When the requirement for fluid communication between the annulus bore 34 and annulus 28 is finished, the port 54 is closed by returning the valve sleeve 62 to the position shown in Fig. 2. This is achieved by supplying fluid to the inner annular chamber 66 by control line 70 and allowing fluid to bleed from the inner annular chamber 64 via control line 68. This, in combination with the restoring force of each spring 72, returns the valve sleeve 62 downwards into abutment with the auxiliary sleeve 96 of apparatus 38. The apparatus 38
is then pushed downwards with the valve sleeve 62 until the flow port 54 is covered and the seal 90 and guide ring 94 engaged and protected by the valve sleeve 62 of sleeve valve 30. It will be noted that the seal 88 above the flow port 54 is engaged and protected at all times by the valve sleeve 62, as shown in Figs. 2 and 3. Various modifications may be made to the foregoing within the scope of the present invention. For example, the well tubular may be a length of well tubing such as a liner, drill string or the like, or indeed any other tubular member which may be inserted into, or form part of, a well assembly. Where the well tubular is a tree, the tree may be a completion tree, a horizontal tree or indeed any single or dual bore tree. The valve sleeve 62 of sleeve valve 30 may be actuated between the first and second positions by actuating means including two or more hydraulic fluid control lines, a hydraulic fluid control line and one or more springs , or any other suitable arrangement . The springs 72 may be disposed under tension to provide the restoring force .

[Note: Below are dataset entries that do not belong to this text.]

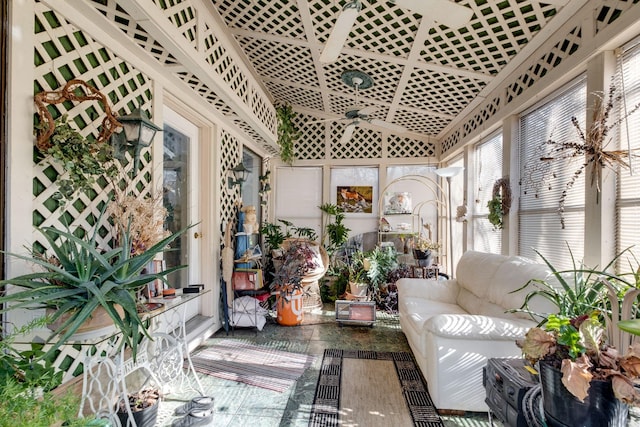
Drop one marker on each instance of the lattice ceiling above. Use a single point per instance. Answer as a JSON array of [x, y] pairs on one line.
[[424, 75]]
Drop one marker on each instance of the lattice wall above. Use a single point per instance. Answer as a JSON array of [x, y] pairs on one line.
[[62, 53], [606, 14], [231, 155]]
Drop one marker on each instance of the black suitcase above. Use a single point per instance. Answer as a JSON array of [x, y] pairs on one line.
[[506, 381]]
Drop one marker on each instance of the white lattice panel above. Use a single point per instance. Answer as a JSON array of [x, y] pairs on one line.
[[311, 145], [231, 155], [126, 89], [398, 147], [364, 144]]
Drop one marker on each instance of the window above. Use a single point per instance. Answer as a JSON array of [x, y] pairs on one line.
[[298, 194], [488, 169], [251, 186], [628, 190], [544, 176]]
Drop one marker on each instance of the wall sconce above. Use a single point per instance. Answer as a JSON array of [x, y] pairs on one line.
[[138, 131], [240, 175]]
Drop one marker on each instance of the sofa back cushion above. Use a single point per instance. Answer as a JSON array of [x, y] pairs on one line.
[[514, 274], [475, 271]]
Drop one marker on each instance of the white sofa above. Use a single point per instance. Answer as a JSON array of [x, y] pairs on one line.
[[454, 326]]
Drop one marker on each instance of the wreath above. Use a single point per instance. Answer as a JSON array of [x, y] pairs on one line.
[[500, 202]]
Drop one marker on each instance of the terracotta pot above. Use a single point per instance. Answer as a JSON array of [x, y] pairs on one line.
[[290, 309], [99, 320]]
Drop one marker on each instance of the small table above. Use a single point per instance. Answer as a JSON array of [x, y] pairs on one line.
[[355, 312], [430, 272]]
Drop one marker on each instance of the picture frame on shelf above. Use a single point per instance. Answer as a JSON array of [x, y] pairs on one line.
[[397, 202], [355, 198]]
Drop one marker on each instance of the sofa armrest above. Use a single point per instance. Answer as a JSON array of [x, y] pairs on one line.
[[477, 327], [436, 290]]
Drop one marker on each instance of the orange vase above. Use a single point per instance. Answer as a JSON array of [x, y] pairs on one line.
[[289, 309]]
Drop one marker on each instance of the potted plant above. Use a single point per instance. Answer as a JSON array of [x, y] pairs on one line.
[[586, 381], [423, 250], [297, 259], [142, 406], [79, 278], [368, 271]]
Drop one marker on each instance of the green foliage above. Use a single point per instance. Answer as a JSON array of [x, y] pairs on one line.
[[23, 406], [82, 160], [79, 277], [495, 212], [274, 235], [373, 267], [335, 233], [287, 133], [574, 291]]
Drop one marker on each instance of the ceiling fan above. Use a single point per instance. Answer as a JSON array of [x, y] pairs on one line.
[[445, 12], [356, 114]]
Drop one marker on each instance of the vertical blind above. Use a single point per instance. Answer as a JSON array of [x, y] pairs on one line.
[[488, 169], [544, 177], [628, 188]]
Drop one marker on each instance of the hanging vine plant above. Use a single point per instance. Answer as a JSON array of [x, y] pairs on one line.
[[287, 133], [83, 160], [500, 203]]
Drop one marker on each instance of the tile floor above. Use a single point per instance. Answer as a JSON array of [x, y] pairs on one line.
[[240, 405]]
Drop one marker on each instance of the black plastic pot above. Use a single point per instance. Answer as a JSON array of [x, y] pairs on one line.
[[562, 409], [424, 258], [144, 418]]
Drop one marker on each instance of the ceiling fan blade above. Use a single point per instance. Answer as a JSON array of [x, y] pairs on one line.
[[348, 133], [445, 12], [391, 126], [340, 32]]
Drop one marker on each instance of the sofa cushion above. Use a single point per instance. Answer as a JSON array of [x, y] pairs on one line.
[[475, 271], [468, 326], [514, 274], [473, 305], [414, 312]]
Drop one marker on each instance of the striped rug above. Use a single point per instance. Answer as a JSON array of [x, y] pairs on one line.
[[251, 364], [373, 389]]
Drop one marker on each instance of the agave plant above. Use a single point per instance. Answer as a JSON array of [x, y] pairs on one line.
[[79, 277]]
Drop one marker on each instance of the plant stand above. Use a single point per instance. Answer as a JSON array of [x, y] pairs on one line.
[[356, 312]]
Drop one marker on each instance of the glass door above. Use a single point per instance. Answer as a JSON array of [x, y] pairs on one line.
[[181, 189]]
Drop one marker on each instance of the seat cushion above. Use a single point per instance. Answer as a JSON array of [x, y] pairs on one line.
[[474, 327]]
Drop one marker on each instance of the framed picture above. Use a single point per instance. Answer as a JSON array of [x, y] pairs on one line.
[[397, 203], [355, 199]]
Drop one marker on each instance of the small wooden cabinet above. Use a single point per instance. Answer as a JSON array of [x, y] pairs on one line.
[[355, 312]]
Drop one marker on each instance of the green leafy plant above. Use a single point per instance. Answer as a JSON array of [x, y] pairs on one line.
[[83, 160], [297, 259], [335, 233], [573, 291], [79, 277], [495, 212], [577, 346], [287, 133]]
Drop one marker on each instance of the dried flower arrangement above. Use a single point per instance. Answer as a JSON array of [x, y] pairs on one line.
[[590, 149], [424, 244], [143, 217]]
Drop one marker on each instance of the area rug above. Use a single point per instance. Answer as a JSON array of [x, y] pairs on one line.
[[251, 364], [371, 388]]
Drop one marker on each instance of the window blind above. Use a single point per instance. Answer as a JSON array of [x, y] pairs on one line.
[[488, 167], [628, 187], [544, 176]]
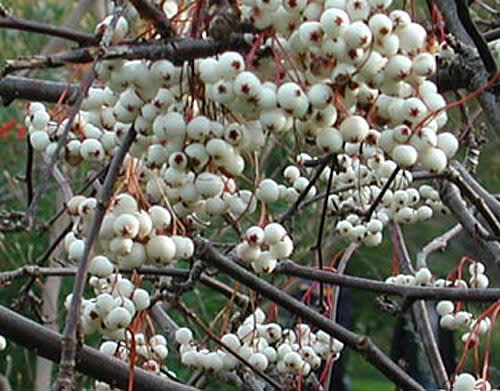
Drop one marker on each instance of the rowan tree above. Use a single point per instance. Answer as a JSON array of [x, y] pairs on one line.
[[243, 150]]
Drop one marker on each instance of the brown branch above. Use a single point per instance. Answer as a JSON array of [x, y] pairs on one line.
[[290, 268], [69, 335], [47, 343], [450, 195], [13, 22], [492, 35], [469, 185], [15, 87], [361, 343], [436, 244], [473, 69], [177, 51], [149, 11], [421, 316]]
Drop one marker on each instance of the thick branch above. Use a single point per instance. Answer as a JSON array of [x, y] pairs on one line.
[[360, 343], [69, 339], [149, 11], [475, 72], [177, 51], [15, 87], [450, 195], [470, 182], [421, 316], [91, 362], [290, 268], [13, 22], [436, 244]]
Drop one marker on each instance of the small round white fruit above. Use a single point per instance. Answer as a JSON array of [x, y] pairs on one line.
[[183, 336]]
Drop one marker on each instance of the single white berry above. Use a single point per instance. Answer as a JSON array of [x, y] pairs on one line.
[[160, 249], [464, 382], [141, 299], [183, 336]]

There may be a plurality of seals and/or guide rings disposed in the outer wall of the well tubular. There may be a plurality of flow ports 54. The auxiliary sleeve may define a plurality of cylinders each having a respective piston.

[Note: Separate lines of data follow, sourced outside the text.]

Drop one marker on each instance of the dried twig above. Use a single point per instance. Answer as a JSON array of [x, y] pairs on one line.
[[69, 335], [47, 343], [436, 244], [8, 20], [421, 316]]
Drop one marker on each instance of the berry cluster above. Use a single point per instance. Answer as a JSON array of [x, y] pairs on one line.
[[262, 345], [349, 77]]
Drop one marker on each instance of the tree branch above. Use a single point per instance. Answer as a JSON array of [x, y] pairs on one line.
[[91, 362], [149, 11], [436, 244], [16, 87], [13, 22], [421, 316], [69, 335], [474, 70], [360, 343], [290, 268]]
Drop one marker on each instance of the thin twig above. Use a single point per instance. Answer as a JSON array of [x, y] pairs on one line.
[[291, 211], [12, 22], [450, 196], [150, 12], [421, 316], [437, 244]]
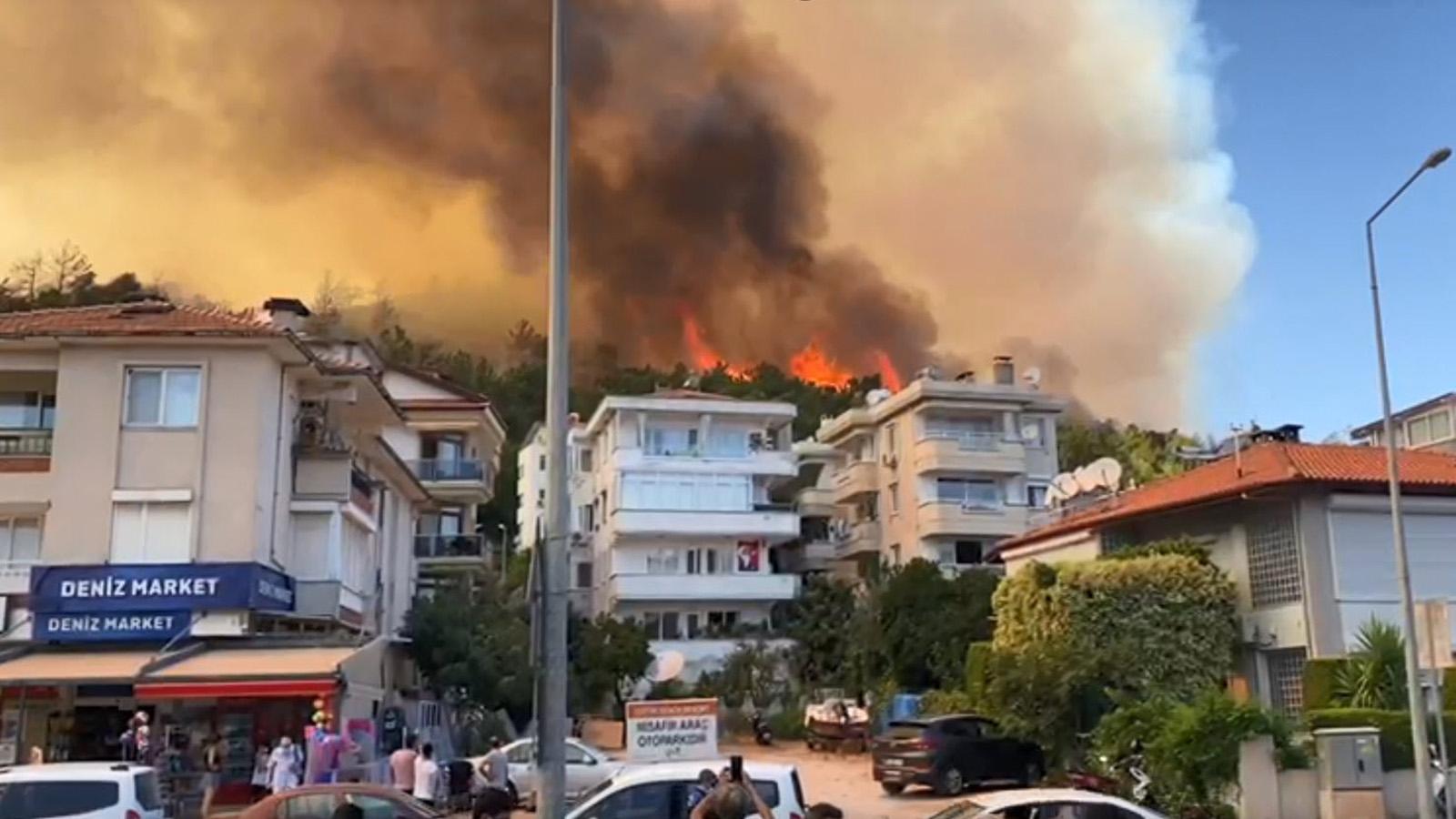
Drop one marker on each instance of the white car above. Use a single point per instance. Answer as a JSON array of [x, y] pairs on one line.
[[1046, 804], [586, 768], [660, 790], [80, 790]]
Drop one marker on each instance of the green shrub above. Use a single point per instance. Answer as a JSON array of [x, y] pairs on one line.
[[977, 671], [1320, 682]]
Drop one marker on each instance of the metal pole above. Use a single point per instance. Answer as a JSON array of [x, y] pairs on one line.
[[551, 716], [1424, 800]]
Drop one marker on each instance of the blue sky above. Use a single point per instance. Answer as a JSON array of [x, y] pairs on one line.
[[1325, 108]]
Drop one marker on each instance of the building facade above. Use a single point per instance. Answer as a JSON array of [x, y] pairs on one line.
[[941, 470], [1302, 530], [673, 521], [210, 518]]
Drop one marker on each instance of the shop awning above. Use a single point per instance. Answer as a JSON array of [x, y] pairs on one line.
[[249, 672], [75, 666]]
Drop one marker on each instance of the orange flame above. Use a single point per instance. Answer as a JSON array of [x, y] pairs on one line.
[[888, 376], [703, 356], [814, 366]]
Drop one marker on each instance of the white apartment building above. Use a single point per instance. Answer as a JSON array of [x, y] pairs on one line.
[[213, 518], [673, 518], [941, 470]]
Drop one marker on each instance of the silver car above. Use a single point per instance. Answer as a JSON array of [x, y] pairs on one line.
[[586, 768]]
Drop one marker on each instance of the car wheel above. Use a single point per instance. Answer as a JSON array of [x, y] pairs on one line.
[[950, 782]]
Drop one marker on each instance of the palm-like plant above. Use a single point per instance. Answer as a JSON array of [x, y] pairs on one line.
[[1373, 676]]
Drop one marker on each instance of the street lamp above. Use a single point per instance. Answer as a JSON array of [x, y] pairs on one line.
[[1412, 680]]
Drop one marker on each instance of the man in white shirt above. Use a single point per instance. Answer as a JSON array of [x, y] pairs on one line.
[[427, 774]]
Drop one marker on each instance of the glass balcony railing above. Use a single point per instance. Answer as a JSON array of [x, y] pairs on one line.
[[449, 470], [450, 545]]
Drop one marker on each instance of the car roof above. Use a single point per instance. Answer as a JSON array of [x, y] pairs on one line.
[[72, 770], [996, 800], [662, 771]]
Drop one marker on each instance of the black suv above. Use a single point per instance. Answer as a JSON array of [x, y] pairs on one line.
[[951, 753]]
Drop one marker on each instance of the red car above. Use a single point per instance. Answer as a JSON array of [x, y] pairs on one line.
[[319, 802]]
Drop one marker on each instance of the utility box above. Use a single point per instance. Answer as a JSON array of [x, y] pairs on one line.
[[1351, 780]]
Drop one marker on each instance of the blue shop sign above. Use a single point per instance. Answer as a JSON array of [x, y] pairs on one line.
[[109, 627], [157, 589]]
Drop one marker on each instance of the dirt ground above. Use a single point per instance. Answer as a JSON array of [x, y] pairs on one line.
[[844, 782]]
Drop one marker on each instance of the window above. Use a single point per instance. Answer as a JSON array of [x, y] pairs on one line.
[[968, 493], [1286, 671], [1273, 550], [308, 806], [26, 411], [650, 800], [164, 397], [152, 532], [1037, 496], [19, 540], [56, 797], [968, 552]]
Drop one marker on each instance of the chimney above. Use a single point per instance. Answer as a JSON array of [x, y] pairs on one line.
[[1005, 370], [286, 314]]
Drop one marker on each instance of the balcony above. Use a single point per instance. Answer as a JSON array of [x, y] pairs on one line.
[[855, 480], [764, 521], [456, 479], [859, 538], [468, 548], [968, 452], [956, 519], [652, 588]]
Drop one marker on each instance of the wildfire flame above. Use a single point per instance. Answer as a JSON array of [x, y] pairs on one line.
[[888, 376], [814, 366], [703, 356]]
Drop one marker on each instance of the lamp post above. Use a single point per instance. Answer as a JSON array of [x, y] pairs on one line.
[[1412, 676]]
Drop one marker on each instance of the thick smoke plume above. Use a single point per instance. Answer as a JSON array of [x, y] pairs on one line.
[[763, 169]]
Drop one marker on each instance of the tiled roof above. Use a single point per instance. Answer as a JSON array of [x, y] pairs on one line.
[[1259, 467], [136, 318]]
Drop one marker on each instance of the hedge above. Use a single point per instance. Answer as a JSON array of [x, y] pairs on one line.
[[1397, 753], [1320, 683]]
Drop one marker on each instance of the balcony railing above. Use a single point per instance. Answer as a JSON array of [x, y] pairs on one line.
[[449, 470], [26, 443], [975, 440], [450, 545]]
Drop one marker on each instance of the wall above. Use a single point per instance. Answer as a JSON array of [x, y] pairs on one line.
[[218, 460]]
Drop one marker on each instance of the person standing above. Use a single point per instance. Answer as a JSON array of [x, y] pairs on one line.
[[427, 775], [211, 771], [402, 765], [283, 765]]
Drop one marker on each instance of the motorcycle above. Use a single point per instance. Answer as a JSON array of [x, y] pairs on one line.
[[762, 733]]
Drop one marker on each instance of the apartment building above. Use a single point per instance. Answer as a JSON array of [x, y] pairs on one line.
[[1426, 426], [1302, 530], [673, 519], [941, 470], [213, 518]]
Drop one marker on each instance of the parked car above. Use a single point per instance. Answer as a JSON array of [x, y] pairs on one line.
[[586, 768], [80, 790], [319, 802], [951, 753], [1046, 804], [660, 790]]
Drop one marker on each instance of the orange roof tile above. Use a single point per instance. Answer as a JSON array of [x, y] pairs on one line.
[[136, 318], [1259, 467]]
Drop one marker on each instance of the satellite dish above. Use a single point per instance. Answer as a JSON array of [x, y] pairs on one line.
[[666, 666]]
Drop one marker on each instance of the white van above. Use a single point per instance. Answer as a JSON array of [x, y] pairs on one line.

The valve sleeve 62 and/or the auxiliary sleeve 96 may not be annular and, in particular, may comprise one or more arcuate plates . There may be an arcuate plate for the or each flow port 54.
The auxiliary sleeve 96 may be restrained from further upward movement with valve sleeve 62 by a pin or other protrusion for engaging a groove, ledge or the like. The pin may extend from one of the auxiliary sleeve 96 and the valve sleeve 62, whilst the groove, ledge or the like may be formed in or extend from the other one of the sleeves 96 and 62.
The well tubing 20 and 26 may be substantially single or dual bore, or partially single/dual bore with respective couplings for the main and annulus bores 32 and 34 of test tree 22.